The bookseller, however, had not moved.

"You shut it too soon," the old man murmured, his gaze still fixed upon the book. His tone was neither approving nor chastising—just a quiet acknowledgment of inevitability.

Jonathan wiped the sweat from his brow. "What—what is this?"

A pause. Then, "The beginning."

The answer sent a shiver through him. He wanted to demand more, but something in the air—some unseen force—warned him against speaking recklessly.

Instead, he focused on the book. It sat where he had left it, utterly still, yet it felt as though it breathed, as though its cover flexed in an imitation of lungs drawing air.

"You were marked the moment you read your name," the bookseller continued, voice steady. "It has acknowledged you. And it will not forget."

Jonathan clenched his fists. "Then what am I supposed to do?"

The old man regarded him carefully. "You still believe this is a choice." He let out a dry chuckle. "Seeker, the only choice you had was whether you would look. Now, the Codex has 'seen' you."
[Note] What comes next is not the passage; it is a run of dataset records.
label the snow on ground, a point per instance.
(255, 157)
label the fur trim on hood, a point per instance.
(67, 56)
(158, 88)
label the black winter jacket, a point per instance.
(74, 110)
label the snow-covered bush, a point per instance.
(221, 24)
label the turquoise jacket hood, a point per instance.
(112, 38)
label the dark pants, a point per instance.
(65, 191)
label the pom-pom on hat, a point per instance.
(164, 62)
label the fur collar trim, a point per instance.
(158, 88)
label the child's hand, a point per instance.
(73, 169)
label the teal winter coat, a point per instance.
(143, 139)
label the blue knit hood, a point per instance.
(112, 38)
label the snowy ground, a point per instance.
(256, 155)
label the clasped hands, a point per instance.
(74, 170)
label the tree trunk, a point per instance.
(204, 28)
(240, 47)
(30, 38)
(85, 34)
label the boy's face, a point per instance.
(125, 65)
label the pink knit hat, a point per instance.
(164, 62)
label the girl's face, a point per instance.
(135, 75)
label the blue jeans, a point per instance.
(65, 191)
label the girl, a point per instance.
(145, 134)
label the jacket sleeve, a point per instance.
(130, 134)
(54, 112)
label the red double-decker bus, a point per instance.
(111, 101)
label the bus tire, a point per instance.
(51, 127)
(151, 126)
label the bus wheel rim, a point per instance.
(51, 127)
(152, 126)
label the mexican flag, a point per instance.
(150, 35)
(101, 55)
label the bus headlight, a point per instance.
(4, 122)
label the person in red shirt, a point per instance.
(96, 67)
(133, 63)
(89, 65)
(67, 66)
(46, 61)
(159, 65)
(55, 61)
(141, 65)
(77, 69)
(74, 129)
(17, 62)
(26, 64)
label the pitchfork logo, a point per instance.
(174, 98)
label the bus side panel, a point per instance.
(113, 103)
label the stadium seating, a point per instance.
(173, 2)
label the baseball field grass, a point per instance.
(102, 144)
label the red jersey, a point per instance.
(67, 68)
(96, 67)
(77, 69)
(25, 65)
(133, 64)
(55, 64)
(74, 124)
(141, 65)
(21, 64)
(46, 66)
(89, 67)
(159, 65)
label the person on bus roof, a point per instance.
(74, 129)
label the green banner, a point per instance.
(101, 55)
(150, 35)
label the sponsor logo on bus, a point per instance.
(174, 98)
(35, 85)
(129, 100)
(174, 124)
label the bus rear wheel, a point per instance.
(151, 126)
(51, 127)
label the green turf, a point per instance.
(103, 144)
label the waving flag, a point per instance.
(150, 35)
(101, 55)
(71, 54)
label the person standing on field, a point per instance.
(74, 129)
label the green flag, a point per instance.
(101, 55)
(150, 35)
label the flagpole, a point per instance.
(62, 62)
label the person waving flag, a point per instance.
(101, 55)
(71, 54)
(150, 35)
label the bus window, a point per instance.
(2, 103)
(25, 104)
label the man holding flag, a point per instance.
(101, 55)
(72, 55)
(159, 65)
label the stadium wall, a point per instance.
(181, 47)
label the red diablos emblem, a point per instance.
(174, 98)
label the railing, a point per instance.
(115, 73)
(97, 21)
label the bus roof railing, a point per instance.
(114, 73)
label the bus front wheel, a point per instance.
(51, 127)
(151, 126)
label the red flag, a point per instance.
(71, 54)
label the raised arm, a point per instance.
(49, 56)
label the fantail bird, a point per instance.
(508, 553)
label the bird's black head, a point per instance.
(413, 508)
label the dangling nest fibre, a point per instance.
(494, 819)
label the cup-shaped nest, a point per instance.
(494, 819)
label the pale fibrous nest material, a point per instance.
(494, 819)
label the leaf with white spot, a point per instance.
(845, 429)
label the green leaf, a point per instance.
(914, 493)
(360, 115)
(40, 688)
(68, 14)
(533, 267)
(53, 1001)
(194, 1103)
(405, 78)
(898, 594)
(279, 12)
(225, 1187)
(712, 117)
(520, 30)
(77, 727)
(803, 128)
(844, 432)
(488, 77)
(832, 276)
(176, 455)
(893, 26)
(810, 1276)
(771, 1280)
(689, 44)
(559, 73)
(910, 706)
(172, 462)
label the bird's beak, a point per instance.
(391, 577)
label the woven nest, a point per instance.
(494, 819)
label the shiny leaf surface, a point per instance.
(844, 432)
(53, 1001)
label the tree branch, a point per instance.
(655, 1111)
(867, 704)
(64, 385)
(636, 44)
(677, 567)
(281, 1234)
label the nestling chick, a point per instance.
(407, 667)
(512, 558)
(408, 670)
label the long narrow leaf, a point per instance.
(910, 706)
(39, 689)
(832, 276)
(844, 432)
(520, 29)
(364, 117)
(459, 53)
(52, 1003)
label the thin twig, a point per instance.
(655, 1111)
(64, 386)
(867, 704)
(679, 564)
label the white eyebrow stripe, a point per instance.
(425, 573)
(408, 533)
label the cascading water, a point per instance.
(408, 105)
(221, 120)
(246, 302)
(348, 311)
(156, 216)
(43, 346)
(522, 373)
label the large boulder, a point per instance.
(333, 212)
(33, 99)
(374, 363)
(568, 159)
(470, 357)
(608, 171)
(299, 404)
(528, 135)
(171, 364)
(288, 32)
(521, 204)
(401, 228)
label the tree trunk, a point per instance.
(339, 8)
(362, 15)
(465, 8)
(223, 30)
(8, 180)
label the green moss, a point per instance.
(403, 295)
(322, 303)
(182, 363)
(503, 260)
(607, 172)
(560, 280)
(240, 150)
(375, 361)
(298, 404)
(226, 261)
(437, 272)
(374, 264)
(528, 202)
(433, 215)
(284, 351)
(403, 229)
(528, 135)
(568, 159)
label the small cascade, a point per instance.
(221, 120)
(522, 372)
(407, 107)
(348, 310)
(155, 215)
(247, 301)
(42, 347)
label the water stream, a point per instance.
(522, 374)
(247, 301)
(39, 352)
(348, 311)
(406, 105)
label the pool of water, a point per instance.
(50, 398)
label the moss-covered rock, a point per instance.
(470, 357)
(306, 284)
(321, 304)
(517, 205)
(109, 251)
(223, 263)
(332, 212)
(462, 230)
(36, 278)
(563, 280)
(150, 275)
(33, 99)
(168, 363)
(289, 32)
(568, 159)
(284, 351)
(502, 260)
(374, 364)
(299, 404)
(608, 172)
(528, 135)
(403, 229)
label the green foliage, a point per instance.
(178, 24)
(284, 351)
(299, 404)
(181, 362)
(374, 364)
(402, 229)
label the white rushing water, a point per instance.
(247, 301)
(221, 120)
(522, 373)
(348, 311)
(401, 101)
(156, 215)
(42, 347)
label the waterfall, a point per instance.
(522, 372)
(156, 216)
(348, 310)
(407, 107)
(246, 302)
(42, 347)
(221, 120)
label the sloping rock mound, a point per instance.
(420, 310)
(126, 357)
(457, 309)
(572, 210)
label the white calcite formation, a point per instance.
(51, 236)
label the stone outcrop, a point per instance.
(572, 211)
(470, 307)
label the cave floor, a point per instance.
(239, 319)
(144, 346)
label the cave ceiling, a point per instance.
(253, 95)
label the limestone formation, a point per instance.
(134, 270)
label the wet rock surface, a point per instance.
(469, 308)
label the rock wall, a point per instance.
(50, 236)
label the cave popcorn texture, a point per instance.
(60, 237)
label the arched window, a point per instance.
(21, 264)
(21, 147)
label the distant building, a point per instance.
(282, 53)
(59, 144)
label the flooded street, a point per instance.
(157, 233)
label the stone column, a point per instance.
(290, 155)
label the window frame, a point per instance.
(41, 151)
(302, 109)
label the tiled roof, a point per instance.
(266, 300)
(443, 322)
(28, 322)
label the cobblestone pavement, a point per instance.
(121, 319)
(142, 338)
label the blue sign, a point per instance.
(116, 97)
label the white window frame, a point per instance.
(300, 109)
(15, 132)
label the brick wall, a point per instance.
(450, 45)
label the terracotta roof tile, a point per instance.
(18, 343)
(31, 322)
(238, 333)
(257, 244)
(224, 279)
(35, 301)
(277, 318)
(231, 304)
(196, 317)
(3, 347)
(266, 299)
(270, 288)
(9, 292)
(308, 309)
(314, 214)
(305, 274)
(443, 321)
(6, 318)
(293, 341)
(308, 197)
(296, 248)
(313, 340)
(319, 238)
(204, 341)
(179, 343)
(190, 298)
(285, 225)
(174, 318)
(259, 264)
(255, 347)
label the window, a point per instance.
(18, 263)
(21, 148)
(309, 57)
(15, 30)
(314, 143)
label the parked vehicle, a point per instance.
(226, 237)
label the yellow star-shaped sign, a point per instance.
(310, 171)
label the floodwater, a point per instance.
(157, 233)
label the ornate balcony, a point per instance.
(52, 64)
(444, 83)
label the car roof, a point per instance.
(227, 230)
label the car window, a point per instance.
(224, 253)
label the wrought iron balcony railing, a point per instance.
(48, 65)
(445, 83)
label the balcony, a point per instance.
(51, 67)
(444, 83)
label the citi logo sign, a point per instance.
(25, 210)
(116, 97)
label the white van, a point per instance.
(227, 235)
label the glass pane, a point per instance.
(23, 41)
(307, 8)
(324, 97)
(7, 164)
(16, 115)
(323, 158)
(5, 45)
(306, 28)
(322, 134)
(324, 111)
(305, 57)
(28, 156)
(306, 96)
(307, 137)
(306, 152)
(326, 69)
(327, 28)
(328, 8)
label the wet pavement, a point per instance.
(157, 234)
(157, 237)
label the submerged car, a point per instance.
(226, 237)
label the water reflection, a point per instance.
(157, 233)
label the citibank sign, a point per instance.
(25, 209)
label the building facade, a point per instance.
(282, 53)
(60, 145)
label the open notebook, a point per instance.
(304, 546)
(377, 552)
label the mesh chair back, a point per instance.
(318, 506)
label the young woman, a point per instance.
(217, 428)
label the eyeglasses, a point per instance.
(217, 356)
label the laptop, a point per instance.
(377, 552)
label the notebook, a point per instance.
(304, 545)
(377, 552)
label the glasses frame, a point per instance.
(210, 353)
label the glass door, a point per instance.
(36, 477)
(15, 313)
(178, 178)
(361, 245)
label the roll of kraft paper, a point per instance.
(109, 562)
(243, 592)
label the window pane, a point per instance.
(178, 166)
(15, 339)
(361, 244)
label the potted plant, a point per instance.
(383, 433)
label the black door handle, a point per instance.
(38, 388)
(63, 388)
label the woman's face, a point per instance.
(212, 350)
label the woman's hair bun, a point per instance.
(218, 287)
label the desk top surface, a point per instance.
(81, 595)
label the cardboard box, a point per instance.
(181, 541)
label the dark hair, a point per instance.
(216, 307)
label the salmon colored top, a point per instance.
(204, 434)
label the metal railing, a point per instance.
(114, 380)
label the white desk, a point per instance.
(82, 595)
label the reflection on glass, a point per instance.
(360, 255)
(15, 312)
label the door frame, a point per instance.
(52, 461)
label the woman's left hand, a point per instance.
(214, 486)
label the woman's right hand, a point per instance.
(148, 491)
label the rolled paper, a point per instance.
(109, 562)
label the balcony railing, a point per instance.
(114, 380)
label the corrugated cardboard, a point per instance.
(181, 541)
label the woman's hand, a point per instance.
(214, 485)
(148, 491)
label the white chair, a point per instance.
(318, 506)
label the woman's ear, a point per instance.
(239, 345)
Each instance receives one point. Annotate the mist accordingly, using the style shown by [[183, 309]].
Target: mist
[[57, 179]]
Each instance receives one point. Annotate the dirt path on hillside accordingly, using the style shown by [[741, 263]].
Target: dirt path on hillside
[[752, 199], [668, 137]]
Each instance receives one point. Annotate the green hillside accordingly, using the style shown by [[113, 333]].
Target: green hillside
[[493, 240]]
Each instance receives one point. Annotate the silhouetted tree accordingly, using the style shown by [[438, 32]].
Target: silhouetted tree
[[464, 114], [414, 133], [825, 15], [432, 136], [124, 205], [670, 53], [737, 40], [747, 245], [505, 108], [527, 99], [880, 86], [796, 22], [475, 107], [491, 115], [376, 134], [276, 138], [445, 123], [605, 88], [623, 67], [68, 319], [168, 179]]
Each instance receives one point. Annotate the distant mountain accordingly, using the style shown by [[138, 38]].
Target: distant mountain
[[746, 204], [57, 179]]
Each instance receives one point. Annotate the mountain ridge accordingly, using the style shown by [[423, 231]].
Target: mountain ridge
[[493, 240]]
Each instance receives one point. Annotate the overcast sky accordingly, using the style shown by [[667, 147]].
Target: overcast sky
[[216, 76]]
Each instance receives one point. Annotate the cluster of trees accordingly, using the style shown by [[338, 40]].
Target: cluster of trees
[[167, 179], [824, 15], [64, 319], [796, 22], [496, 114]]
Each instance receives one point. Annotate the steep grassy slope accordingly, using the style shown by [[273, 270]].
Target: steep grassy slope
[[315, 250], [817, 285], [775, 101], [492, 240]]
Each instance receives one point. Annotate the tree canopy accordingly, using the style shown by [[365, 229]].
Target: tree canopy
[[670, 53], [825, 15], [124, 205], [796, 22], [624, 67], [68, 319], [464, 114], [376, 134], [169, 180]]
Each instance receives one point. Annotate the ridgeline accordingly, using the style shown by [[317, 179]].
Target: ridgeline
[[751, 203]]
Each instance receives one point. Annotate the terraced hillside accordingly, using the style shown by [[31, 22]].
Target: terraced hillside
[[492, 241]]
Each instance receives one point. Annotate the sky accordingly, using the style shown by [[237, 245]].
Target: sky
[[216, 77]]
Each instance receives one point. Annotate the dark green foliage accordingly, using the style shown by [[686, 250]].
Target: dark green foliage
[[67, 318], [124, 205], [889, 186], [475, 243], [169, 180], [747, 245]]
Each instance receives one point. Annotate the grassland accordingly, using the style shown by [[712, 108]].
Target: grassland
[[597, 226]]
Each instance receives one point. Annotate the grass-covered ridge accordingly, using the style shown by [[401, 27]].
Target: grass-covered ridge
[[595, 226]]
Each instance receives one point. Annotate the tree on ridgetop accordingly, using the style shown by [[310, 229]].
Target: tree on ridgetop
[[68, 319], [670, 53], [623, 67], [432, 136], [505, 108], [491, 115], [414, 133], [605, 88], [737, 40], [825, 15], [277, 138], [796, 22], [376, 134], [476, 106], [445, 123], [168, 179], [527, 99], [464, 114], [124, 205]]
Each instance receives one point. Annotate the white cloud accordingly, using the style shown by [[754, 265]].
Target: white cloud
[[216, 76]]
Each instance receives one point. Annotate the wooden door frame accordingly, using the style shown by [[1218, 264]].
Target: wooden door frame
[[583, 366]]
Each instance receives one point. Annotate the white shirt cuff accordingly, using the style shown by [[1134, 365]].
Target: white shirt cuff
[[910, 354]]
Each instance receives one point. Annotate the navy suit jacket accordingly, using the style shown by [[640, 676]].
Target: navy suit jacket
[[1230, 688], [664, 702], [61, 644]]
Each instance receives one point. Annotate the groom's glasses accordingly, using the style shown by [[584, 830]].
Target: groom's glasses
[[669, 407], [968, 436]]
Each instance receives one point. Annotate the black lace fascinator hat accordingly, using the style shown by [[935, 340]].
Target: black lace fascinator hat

Jonathan's mind raced. He had studied countless forbidden texts, delved into the occult lore that polite society dismissed as superstition, but this—this was something else entirely. He felt known, as if something beyond comprehension had pressed its gaze into the marrow of his bones.

The bookseller leaned forward. "Tell me, Seeker, do you understand what it means to be read?"

Jonathan met his stare, swallowing down the cold dread in his chest.

"Not yet," he admitted.

The old man nodded. "You will."

And behind him, outside the window, the fog swirled—not with the random motion of wind, but with purpose.